Ghost broking car insurance scam explained: how to spot the signs of

Drivers are being urged to be on the lookout for fake online car insurance quotes that could cost them hundreds of pounds.

As motorists seek to save money amid the cost of living crisis, they are warned not to fall victim to scammers who deliberately target those who can least afford to lose money.

New figures from the Insurance Fraud Bureau show the number of so-called “ghost broking” cases has doubled in the past 12 months, and experts fear more drivers, particularly younger motorists, are left out-of-pocket, uninsured and even prosecuted could be a result.

Ghost brokers offer auto insurance at far lower prices than traditional insurers or brokers. They advertise on social media channels such as Facebook and Instagram and often target young and inexperienced drivers and other groups facing higher insurance costs.

When buying insurance online it is important to verify that you are buying from a reputable supplier or broker

After receiving payment for a policy, they either provide fake or tampered with insurance documents or take out a policy to obtain legitimate documents before immediately canceling it and claiming the reimbursed expenses.

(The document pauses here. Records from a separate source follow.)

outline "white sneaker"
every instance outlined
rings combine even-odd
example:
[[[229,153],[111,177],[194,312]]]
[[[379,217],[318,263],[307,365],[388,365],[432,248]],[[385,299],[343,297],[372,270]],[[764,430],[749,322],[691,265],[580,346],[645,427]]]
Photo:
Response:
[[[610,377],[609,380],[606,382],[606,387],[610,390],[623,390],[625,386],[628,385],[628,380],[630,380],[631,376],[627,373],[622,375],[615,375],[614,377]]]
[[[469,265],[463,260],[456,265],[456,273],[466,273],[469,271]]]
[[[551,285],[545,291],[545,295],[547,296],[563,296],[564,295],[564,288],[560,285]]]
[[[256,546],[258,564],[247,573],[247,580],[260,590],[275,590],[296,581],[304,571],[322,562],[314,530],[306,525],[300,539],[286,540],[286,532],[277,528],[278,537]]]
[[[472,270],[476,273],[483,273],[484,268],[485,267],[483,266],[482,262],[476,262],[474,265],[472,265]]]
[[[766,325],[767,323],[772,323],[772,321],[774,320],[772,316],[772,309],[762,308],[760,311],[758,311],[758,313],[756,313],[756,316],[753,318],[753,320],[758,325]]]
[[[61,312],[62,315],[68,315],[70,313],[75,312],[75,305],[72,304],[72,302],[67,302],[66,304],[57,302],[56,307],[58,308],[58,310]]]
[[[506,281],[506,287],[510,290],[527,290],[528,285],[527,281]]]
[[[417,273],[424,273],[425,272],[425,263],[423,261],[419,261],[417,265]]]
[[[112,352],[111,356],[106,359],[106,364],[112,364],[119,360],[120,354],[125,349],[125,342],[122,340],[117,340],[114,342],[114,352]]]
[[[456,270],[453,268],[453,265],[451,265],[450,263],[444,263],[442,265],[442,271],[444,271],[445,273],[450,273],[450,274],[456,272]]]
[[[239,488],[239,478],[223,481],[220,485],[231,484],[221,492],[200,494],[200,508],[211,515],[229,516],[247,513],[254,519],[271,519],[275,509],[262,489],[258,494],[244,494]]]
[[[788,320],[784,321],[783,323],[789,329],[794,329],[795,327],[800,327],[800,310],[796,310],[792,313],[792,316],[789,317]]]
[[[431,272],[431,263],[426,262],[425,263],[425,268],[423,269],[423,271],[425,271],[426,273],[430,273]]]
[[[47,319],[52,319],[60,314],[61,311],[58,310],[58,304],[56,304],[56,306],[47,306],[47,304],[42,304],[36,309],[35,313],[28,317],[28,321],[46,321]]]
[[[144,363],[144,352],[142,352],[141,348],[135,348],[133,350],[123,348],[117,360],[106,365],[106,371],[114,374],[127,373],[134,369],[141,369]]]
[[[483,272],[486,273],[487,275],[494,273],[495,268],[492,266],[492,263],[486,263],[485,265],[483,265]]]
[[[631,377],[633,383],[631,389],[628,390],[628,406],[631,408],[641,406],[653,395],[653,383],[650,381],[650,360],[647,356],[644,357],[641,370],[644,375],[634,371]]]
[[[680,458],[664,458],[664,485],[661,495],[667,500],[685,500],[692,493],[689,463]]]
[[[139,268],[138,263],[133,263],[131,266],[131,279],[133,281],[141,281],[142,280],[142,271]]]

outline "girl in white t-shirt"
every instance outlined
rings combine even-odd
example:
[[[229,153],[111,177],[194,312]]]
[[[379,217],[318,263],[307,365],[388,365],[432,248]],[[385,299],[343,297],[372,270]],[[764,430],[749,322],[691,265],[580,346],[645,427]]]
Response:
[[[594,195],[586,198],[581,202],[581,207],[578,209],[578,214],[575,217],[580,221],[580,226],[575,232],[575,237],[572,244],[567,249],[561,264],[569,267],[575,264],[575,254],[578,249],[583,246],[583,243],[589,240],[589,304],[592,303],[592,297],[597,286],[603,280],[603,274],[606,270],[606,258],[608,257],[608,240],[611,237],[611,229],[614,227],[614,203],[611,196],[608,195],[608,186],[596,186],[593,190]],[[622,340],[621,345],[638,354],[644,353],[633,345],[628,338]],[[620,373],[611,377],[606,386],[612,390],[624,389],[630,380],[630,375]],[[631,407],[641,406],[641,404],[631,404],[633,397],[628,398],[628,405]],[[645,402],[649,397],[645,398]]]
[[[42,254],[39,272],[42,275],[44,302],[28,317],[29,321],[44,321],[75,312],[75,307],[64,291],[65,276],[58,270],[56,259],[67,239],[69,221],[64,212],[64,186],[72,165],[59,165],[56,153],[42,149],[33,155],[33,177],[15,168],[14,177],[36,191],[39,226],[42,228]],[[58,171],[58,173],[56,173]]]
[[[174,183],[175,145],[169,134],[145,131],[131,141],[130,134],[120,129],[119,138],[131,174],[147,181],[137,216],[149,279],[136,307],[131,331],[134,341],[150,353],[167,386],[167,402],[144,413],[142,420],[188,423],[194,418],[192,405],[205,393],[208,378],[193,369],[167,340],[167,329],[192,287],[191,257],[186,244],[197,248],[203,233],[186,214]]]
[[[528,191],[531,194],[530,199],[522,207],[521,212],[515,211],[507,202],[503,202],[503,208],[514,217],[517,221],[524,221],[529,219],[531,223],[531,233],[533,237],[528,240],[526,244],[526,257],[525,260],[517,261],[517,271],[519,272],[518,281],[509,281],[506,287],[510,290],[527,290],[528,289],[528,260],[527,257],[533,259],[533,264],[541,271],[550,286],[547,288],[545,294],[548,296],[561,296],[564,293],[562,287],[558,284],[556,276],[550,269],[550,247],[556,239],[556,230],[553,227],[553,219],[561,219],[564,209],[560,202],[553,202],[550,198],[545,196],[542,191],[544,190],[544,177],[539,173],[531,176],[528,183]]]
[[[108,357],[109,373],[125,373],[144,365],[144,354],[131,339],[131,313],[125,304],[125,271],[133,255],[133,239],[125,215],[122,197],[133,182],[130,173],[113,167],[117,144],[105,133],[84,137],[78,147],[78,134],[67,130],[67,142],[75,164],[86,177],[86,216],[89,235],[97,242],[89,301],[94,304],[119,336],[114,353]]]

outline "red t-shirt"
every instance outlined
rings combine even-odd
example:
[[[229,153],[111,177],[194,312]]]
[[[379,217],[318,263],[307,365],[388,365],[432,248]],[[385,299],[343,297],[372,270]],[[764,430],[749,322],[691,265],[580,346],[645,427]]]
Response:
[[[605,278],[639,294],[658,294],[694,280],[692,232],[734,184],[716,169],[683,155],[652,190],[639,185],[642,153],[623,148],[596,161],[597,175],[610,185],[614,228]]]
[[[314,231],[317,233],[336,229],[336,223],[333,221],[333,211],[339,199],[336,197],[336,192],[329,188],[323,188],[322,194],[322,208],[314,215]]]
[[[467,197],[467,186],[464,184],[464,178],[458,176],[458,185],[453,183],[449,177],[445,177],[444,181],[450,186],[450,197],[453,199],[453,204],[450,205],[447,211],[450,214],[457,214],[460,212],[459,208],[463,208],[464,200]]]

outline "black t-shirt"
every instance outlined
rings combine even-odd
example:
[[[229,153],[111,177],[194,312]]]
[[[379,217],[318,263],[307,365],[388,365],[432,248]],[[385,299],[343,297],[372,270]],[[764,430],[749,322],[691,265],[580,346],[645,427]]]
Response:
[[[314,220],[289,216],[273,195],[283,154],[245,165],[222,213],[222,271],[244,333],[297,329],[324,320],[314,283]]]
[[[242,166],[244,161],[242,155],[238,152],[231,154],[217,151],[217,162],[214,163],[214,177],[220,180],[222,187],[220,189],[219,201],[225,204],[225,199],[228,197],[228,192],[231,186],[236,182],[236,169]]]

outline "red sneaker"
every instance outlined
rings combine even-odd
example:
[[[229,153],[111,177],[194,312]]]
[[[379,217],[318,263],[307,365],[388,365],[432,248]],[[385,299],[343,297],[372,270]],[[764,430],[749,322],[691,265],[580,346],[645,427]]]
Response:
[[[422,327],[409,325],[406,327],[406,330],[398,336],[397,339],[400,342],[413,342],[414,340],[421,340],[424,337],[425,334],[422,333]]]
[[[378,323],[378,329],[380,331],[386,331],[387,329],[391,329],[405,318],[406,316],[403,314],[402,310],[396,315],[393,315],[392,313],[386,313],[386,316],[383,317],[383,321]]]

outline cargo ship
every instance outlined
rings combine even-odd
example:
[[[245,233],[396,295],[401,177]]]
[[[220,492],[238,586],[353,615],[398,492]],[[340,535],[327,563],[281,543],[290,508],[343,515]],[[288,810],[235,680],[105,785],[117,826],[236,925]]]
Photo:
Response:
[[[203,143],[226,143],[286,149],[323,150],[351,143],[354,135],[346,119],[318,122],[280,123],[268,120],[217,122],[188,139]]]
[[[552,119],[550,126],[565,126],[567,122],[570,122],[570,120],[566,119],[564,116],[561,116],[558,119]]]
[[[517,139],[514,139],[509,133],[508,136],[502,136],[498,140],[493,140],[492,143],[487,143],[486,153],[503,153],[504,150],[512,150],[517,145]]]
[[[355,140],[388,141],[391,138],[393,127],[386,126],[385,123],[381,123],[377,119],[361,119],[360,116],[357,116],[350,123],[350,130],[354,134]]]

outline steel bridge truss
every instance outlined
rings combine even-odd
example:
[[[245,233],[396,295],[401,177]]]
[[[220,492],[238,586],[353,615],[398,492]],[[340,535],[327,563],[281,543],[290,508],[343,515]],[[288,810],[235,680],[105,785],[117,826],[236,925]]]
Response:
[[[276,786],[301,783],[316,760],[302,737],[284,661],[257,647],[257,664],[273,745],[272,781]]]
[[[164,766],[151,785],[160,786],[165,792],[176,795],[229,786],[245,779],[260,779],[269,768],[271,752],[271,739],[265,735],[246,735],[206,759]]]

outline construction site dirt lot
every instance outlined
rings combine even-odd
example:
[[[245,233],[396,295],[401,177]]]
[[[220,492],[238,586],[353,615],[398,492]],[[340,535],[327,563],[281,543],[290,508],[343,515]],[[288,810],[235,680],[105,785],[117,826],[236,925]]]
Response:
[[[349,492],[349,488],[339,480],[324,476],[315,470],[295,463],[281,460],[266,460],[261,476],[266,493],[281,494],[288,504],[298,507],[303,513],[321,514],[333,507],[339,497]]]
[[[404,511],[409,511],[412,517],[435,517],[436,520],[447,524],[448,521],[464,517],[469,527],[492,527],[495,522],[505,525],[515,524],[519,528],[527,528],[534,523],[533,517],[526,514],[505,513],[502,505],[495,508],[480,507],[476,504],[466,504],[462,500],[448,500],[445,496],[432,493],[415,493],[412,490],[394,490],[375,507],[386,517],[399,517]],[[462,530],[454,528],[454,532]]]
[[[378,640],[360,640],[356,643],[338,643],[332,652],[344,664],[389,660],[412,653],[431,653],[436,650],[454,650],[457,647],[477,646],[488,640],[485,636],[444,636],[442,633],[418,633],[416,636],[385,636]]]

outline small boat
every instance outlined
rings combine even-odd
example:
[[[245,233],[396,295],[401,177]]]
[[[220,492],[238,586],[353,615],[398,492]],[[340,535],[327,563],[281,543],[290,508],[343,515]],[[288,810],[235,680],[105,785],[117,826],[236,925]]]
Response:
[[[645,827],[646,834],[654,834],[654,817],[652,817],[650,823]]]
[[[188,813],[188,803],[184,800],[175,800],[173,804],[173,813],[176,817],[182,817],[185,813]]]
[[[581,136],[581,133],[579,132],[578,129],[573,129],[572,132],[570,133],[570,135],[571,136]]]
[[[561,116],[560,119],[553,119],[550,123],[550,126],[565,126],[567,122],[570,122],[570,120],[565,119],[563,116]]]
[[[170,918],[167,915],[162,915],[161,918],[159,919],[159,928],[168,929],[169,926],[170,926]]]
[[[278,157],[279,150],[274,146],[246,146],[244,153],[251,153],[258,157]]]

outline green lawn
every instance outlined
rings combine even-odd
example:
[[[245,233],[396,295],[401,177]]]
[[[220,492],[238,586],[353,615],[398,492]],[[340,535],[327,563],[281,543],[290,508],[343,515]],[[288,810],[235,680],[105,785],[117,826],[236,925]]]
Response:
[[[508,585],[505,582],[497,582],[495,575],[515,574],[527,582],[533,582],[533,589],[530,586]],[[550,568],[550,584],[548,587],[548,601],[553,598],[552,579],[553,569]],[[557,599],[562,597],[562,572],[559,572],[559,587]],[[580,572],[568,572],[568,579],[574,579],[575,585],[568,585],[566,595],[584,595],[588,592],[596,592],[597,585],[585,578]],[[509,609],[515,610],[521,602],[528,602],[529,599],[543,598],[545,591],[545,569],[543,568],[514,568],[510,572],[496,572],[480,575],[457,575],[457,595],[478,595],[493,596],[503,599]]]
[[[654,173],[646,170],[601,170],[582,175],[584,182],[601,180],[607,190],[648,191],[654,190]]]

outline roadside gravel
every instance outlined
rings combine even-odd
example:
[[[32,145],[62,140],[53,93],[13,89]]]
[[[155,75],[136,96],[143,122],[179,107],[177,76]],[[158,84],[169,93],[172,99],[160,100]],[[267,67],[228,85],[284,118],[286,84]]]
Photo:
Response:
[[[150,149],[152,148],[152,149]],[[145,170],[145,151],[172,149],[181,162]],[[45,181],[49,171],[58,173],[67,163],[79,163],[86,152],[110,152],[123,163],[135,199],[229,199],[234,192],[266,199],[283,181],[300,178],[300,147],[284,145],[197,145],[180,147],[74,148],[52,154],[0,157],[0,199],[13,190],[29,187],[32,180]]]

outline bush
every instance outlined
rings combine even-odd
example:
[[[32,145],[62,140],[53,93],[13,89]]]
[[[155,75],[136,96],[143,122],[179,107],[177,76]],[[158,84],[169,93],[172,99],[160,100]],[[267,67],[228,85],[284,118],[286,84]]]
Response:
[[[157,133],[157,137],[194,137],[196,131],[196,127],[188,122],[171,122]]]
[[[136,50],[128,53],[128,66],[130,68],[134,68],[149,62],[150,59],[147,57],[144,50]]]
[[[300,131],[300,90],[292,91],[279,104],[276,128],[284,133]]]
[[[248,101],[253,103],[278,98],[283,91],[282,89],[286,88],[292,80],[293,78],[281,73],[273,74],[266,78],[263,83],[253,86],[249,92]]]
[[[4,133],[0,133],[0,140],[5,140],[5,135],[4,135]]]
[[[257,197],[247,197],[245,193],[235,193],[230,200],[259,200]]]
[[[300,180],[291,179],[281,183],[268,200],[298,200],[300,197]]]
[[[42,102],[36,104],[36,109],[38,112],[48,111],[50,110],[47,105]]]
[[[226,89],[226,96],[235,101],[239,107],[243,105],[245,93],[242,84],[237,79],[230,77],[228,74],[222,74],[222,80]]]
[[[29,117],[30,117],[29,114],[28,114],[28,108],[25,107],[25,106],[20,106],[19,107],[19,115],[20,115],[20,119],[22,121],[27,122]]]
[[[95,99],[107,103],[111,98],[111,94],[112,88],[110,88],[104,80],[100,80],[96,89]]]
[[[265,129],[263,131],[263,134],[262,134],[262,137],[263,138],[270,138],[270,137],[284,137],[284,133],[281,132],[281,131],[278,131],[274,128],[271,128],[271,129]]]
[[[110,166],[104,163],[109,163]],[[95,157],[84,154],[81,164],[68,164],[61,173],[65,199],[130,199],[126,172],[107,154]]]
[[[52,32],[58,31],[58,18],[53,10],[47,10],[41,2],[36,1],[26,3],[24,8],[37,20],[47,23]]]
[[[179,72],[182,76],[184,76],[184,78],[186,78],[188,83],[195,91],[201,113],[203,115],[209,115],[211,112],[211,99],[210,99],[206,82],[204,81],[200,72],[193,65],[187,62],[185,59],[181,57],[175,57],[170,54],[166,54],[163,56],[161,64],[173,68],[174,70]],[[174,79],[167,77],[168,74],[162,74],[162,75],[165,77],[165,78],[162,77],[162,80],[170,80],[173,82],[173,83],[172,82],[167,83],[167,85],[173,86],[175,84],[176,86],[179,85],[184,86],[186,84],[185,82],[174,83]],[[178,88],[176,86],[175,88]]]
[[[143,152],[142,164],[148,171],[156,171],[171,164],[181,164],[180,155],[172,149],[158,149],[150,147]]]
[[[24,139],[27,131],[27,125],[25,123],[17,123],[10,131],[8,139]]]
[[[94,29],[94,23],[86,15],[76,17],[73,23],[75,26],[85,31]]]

In all cases, the victim believes they are insured when in fact they are uninsured. Driving without valid insurance is against the law and offenders face a £300 fine, six penalty points on their license and the risk of having their vehicle impounded.

In the last 12 months, the IFB has identified more than 55,000 fraudulent motor insurance claims – up from 21,000 a year ago.

Ursula Jallow, Director of the IFB, said: “Ghost broking scams are rampant on social media and the impact is far-reaching. Not only do ghost brokers leave victims penniless, without a vehicle and at risk of prosecution, but these scammers pose a cyber threat and cost the economy millions.”

David Phillips, Chairman of the General Insurance Fraud Committee (GIFC), added: “We know that fraud rises in tough times and that unrepentant criminals are out to prey on innocent, cash-strapped drivers.

“Insurance fraud is a socially destructive crime, and those who create illegal and false policies leave young people, who are often among the most vulnerable in society, without cover and without a safety net against the far-reaching consequences of driving without a valid insurance policy.”

A recent YouGov poll revealed that only 17% of people knew about ghost broking scams and how they work, prompting the IDF and the General Insurance Fraud Committee, along with the City of London Insurance Fraud Police Department, to issue advice for young people Giving drivers how to spot and recognize you can avoid a scam.

How to spot a ghost broking scam

know the signs

  • The price is much better than anywhere else.
  • The seller only wants to communicate via social media or a messaging app (e.g. WhatsApp or Snapchat).
  • The seller is vague about how they get you such a good price.
  • The seller does not have a legitimate website, landline number or UK address.

Do your checks

  • If you are buying through a broker, make sure they are registered with the British Insurance Brokers’ Association (BIBA). Check here…
  • If you are buying direct from an insurer, make sure they are a member of the Motor Insurers’ Bureau (MIB). Check here…
  • Whether you are a broker or an insurer, check that they are registered with the Financial Conduct Authority (FCA). If not, avoid using them. Check here…

know the consequences

  • There is a fine of £300.
  • You can get six points on your driver’s license.
  • Your car can be impounded and crushed.
  • You will be responsible for the cost of recovering your impounded vehicle… if it has not been crashed.
  • You will be responsible for the cost of obtaining a new valid insurance policy.
  • Legal proceedings can result in a criminal record, an unlimited fine and a driving ban.
  • You may be held personally liable for your own and third party’s damage costs.

Ursula Jallow added: “In these tough economic times, it’s crucial for drivers to spot the signs of host broking fraud, which is why we’re proud to launch this campaign in partnership with GIFC and IFED. We urge anyone who has evidence of insurance fraud to report it to us immediately.”